Меня сильно озадачила такая резкость суждений, тем более что я считал историю своим любимым предметом.

Незаметно наступил вечер, графский лакей принес свечи, в углах аудитории царил мрак, а во всем громадном здании университета какая-то подавляющая тишина.

Прижавшись в угол и завернувшись в шинель, я пожелал своему собеседнику покойной ночи, но он решительно воспротивился моему намерению, удивляясь, каким образом можно спать на голых досках.

Делать было нечего, и мы снова принялись спорить, а вся неотразимая для меня сила сомнений Толстого обрушилась на университет и университетскую науку вообще. «Храм наук» уже не сходил с его языка. Оставаясь неизменно серьезным, он в таком смешном виде рисовал портреты наших профессоров, что при всем желании оставаться равнодушным, я хохотал как помешанный.

– А между тем, – заключил Толстой, – мы с вами вправе ожидать, что выйдем из этого храма полезными, знающими людьми. А что вынесем мы из университета? Подумайте и отвечайте по совести. Что вынесем мы из этого святилища, возвратившись восвояси в деревню, на что будем пригодны, кому нужны? – настойчиво допрашивал Толстой.

Измученный бессонницей, я только слушал и упорно молчал.

Едва забрезжилось утро, как дверь отворилась – вошел вахмистр и, раскланявшись, объявил, что мы свободны и можем расходиться по домам.

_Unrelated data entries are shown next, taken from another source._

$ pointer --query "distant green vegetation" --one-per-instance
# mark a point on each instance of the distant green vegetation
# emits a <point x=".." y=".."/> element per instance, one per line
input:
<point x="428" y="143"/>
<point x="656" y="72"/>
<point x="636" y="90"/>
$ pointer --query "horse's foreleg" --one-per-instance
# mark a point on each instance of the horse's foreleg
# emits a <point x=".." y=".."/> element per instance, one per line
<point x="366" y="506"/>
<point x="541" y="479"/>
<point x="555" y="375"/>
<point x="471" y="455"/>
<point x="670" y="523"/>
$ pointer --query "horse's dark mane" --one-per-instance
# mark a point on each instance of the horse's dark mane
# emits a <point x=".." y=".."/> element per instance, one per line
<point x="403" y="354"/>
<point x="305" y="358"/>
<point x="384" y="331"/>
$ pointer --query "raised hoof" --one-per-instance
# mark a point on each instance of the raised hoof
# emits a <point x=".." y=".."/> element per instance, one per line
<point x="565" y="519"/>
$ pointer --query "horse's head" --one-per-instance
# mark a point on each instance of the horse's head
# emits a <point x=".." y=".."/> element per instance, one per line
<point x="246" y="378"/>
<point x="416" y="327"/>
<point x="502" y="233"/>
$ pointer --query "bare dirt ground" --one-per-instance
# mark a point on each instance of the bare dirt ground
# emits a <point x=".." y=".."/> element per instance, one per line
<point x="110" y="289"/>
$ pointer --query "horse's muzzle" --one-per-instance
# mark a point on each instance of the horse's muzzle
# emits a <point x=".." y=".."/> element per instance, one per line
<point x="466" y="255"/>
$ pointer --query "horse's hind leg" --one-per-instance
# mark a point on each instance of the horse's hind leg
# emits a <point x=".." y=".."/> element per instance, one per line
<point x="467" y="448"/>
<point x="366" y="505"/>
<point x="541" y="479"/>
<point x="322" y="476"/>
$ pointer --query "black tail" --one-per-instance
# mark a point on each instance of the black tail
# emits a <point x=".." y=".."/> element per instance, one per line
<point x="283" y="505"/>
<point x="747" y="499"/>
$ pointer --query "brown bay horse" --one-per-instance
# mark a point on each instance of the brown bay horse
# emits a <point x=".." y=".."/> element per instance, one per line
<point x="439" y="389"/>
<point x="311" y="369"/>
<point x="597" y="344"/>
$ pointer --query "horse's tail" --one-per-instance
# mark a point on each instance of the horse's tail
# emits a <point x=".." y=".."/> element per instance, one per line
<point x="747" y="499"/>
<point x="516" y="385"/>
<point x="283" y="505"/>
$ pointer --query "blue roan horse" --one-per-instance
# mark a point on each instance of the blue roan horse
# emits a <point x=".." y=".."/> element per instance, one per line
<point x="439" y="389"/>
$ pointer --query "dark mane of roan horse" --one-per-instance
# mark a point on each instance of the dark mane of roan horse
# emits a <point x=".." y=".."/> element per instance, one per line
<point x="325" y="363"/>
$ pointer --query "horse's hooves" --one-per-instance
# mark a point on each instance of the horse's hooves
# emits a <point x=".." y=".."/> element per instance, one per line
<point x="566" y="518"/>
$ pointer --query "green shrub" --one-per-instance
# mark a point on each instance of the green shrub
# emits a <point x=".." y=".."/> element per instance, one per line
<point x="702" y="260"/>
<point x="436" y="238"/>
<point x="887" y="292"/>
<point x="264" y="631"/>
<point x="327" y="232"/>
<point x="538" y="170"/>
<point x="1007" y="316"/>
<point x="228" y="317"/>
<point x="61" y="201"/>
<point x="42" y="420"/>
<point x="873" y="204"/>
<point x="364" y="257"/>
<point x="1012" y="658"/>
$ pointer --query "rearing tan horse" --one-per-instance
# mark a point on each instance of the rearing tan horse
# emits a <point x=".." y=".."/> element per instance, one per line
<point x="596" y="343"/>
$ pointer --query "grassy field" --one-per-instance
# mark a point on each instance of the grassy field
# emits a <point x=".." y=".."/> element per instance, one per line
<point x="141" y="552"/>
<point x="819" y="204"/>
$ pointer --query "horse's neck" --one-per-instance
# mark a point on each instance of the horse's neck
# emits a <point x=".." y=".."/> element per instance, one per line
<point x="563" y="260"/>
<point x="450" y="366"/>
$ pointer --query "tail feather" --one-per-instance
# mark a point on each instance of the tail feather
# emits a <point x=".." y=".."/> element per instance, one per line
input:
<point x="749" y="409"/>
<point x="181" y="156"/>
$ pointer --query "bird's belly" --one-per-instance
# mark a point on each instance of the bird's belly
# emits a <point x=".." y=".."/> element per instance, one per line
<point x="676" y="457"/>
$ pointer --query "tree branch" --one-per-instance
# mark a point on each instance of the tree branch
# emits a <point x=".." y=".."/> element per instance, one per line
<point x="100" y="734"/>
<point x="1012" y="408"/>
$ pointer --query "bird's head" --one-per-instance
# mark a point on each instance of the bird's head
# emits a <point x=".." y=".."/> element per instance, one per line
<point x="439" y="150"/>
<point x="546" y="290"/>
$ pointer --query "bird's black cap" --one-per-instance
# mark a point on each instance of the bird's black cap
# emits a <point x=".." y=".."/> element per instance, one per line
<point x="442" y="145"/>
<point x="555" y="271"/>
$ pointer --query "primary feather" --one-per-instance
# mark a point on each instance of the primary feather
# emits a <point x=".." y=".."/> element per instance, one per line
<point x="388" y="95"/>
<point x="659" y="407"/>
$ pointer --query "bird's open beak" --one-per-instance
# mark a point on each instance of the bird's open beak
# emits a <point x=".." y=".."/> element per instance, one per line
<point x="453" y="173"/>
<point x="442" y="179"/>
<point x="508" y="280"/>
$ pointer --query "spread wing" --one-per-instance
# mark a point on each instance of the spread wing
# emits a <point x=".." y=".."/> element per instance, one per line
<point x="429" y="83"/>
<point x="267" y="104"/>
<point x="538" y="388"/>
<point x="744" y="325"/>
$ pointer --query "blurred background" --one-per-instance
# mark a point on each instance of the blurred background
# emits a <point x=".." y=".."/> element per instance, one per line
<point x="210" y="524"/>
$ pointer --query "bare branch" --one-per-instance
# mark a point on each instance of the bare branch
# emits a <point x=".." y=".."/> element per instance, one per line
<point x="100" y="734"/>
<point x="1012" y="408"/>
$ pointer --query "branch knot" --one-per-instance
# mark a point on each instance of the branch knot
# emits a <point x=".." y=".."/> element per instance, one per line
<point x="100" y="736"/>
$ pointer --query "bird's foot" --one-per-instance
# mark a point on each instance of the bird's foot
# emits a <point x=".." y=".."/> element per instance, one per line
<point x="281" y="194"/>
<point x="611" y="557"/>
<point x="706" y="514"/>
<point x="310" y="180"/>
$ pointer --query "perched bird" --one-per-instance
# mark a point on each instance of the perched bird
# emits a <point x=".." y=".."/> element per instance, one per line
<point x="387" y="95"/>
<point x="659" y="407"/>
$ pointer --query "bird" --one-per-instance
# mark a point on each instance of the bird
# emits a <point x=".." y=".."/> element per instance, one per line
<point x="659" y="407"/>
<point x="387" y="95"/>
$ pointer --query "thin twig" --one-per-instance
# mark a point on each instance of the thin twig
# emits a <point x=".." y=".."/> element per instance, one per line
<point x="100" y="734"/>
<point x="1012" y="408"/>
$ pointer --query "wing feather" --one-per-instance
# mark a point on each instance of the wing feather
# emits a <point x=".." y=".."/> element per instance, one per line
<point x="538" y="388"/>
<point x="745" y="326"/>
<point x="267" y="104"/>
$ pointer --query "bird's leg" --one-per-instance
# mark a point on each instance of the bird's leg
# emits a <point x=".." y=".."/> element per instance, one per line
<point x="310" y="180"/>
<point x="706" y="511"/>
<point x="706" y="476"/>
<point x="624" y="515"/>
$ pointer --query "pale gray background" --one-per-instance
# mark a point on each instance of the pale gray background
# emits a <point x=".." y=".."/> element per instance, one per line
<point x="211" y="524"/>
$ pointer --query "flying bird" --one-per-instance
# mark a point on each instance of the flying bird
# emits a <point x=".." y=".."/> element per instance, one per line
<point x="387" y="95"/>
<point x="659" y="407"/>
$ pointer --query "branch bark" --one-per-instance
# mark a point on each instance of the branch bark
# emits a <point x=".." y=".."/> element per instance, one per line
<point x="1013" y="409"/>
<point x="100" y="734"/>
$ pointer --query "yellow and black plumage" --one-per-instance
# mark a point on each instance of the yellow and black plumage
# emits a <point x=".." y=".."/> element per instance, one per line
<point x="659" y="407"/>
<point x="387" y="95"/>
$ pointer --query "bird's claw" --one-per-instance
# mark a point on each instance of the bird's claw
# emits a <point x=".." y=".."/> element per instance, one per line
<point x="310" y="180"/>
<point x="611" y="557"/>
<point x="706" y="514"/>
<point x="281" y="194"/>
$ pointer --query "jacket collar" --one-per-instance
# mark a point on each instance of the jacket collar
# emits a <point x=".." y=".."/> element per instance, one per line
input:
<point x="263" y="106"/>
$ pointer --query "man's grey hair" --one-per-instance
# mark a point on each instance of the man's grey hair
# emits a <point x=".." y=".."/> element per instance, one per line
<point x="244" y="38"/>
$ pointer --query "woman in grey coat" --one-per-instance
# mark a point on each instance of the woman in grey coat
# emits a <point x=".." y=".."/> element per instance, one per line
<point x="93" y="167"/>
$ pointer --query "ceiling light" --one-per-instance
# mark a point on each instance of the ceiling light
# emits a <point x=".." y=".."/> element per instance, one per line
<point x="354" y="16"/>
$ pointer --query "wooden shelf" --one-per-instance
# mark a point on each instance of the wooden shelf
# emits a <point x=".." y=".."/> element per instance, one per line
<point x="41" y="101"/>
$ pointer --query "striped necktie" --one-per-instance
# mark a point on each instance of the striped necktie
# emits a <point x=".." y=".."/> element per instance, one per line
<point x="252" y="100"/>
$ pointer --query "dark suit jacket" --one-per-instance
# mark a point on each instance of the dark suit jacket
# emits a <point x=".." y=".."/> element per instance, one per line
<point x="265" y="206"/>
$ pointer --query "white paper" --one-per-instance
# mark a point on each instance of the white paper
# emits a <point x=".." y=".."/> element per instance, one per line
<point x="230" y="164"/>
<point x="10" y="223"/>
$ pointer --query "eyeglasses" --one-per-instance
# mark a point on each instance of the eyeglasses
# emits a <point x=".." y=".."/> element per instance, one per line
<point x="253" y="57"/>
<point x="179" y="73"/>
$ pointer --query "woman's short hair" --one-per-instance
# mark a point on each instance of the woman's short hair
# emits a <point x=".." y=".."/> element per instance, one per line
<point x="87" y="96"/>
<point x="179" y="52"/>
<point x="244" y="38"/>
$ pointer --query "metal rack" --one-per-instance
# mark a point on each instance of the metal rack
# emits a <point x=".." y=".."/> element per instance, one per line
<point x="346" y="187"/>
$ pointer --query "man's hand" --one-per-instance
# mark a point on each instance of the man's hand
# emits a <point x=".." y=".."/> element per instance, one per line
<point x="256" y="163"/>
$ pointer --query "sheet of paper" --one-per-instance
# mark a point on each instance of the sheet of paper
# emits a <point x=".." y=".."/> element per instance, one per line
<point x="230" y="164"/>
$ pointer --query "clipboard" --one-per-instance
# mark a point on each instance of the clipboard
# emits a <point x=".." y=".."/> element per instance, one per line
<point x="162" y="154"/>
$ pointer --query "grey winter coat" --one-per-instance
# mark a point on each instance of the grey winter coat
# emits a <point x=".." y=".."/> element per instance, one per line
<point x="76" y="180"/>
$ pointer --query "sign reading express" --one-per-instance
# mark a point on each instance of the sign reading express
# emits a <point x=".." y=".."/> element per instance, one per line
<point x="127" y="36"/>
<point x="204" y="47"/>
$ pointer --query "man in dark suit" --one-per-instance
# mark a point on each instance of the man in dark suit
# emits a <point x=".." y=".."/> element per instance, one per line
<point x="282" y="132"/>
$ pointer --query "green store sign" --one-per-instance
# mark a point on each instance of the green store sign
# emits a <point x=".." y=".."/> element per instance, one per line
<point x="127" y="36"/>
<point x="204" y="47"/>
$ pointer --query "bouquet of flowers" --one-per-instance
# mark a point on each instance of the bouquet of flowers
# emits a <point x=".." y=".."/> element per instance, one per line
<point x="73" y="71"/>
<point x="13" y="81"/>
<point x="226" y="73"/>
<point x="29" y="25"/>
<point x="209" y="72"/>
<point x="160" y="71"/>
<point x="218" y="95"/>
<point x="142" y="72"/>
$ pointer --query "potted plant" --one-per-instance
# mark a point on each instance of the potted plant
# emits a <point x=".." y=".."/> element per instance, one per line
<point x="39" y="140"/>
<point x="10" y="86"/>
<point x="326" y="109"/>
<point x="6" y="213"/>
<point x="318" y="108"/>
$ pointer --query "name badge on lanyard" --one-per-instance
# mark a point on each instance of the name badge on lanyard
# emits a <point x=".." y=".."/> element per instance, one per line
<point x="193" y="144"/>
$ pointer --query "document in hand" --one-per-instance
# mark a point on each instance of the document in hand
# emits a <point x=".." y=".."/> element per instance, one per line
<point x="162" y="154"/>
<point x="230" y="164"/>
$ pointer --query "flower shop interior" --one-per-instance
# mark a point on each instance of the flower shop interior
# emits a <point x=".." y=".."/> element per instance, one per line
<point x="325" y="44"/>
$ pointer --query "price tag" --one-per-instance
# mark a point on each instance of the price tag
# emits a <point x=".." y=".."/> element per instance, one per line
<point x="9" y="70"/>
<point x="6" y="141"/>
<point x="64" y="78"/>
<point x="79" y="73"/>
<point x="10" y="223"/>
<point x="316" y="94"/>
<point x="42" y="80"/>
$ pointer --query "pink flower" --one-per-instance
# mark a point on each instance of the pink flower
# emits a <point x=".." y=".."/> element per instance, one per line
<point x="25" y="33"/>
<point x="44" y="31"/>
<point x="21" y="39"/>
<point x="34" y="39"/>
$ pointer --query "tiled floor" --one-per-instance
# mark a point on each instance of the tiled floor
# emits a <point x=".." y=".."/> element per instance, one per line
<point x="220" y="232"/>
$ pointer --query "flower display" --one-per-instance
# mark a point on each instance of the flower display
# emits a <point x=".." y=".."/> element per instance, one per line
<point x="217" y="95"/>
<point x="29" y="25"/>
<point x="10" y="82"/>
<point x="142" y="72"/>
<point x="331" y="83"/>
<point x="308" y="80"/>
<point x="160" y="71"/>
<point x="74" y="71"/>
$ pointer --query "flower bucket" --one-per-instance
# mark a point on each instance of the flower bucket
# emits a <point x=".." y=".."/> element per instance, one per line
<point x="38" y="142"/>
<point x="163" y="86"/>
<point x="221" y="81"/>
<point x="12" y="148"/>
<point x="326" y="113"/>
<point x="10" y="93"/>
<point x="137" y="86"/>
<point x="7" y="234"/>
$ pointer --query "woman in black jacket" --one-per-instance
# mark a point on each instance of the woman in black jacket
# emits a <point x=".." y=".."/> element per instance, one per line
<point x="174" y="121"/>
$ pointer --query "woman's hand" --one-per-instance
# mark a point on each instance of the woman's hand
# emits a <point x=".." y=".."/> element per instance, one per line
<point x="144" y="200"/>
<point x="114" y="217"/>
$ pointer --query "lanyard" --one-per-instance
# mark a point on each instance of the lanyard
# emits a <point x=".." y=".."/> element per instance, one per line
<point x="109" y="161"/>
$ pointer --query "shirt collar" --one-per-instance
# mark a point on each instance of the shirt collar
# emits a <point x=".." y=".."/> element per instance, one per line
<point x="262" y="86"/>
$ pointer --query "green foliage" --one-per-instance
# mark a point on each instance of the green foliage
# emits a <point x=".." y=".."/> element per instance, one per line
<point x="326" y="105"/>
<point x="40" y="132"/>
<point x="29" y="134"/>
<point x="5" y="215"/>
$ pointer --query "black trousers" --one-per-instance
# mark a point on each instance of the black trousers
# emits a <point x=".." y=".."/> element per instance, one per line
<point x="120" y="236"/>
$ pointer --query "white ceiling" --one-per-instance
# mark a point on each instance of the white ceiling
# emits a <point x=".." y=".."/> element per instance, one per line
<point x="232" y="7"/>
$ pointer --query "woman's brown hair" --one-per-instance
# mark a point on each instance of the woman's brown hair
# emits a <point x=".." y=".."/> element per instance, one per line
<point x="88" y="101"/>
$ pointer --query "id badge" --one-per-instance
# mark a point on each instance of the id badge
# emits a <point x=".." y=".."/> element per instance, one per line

Толстой нахлобучил фуражку на глаза, завернулся в шинель с бобрами, слегка кивнул мне головой, еще раз ругнул храм и скрылся в сопровождении своего слуги и вахмистра. Я тоже поспешил выбраться и вздохнул во всю грудь, отделавшись от своего собеседника и очутившись на морозе, среди безлюдной, только-только просыпавшейся улицы. Отяжелевшая, точно после угара, голова была переполнена никогда еще не забиравшимися в нее сомнениями и вопросами, навеянными странным, решительно непонятным для меня товарищем по заключению.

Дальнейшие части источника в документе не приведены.